By Domenic Alessio
May 21, 2010
Given that empire remains a wide-ranging and hugely influential phenomenon it is surprising how little academic attention has been directed towards it. Those few texts that do examine the processes by which empires gain power tend to focus upon the most obvious method, conquest. Yet there remain a surprising number of alternative strategies for expanding, including: marriage, voluntary associations, invitation, awards by outside bodies, and indirect control. These examples all presuppose, however, that empires are state-led. Yet states are not the only empire-builders - religious organisations and trading companies all established empires of their own. But there is one other method by which imperial states could expand and which has been overlooked: they could purchase or lease land.
This is particularly true of the history of the United States. In fact, the method of empire by purchase rather than war could explain why that nation is not often considered to be an imperial power. Thus, the United States invasion of Florida is still referred to as 'The Florida Purchase'! Similarly, following the invasion of Mexico and the 1848 Treaty of Guadalupe Hidalgo, in which $15 million was awarded to Mexico for its lost lands (a territory encompassing twenty times the area of land taken from Germany after Versailles), the Whig Intelligencer, a leading paper, commented, 'we take nothing by conquest.'
In spite of these overt acts of violence followed by purchase, there are instances also of the United States expanding through purchase alone. Examples include the Louisiana Purchase of 1803, the Gadsden Purchase of 1853, and the obtainment of Alaska in 1867. Nor was the US the sole power to expand in this manner. In 1870, just after Confederation, the newly evolved Canada took control of the former Rupert's Land for £300,000. This was an immense portion of territory encompassing 1.5 million square miles that had belonged to the Hudson Bay Company.
Similarly, empires can lease territory, although the extent of this land is usually small. However, size isn't everything, as evident in the role that Hong Kong played in British expansion. A comparably important history of leasing territory occurred with Portugal's involvement in Macau. And although both Hong Kong and Macau have returned to Chinese control, this practise of imperial rental has not come to an end. Today Diego Garcia and Guantanamo continue, albeit controversially, to be leased.
Empire by purchase or rental, like the acquisition of property in a Monopoly board game, remains, therefore, a neglected but highly successful strategy for a state to extend its political sovereignty. In terms of North American history, this process of expansion remains significant for three reasons. Firstly, the combined land purchases made by the United States and Canada dwarf the Pax Romana. Secondly, these North American territories remain intact. And thirdly, so successful were these transactions in becoming faits accomplis that they have been overlooked as imperial strategies in western historical memory.
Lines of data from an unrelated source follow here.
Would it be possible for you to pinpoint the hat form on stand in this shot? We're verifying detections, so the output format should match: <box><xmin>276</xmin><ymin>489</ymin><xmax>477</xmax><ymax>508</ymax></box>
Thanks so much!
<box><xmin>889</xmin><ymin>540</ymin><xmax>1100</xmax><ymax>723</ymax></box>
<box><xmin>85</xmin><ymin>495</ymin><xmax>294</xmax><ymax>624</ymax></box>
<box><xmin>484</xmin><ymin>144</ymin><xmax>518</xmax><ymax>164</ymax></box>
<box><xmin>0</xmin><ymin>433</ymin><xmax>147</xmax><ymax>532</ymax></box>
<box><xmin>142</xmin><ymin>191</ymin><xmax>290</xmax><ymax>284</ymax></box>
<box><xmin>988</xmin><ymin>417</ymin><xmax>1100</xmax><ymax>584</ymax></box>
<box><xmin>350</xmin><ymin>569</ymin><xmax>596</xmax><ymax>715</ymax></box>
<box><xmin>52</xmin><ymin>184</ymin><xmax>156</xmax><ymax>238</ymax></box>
Yet there is one further reason to draw attention to this process of expansion: variations are still occurring. Multinational corporations (MNCs) are copying the precedents initiated by early modern business organisations such as the Hudson's Bay Company. They are buying swathes of property for long-term profit in land-rich countries. Benetton has become one of the largest landowners in Argentina, and Daewoo was negotiating a ninety-nine year lease on over a million hectares in Madagascar. Political states are becoming involved with this new global 'scramble' too. The President of the United Arab Emirates is considering the procurement of land in Kazakhstan, whilst Libya has secured some 250,000 hectares in the Ukraine.
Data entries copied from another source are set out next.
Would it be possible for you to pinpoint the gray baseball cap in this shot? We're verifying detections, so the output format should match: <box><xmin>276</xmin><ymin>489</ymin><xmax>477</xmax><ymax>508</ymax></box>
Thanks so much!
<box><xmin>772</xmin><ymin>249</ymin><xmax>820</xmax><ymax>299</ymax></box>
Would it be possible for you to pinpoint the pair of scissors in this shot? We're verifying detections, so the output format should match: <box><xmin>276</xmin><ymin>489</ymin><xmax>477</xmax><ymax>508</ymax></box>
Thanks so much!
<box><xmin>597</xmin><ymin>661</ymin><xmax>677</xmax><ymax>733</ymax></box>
While the buying and letting of land by MNCs or states might result in less bloodshed than the more conventional techniques of imperial invasion, there are long-term considerations that need to be considered. Monopoly Imperialism is, as a result, a colonial process that while seeming to have disappeared under the historical radar remains one of the most powerful determiners of the modern world's political landscape. Consequently, imperial history has implications not only for understanding the past but also for communities of peoples across the globe engaging with the present.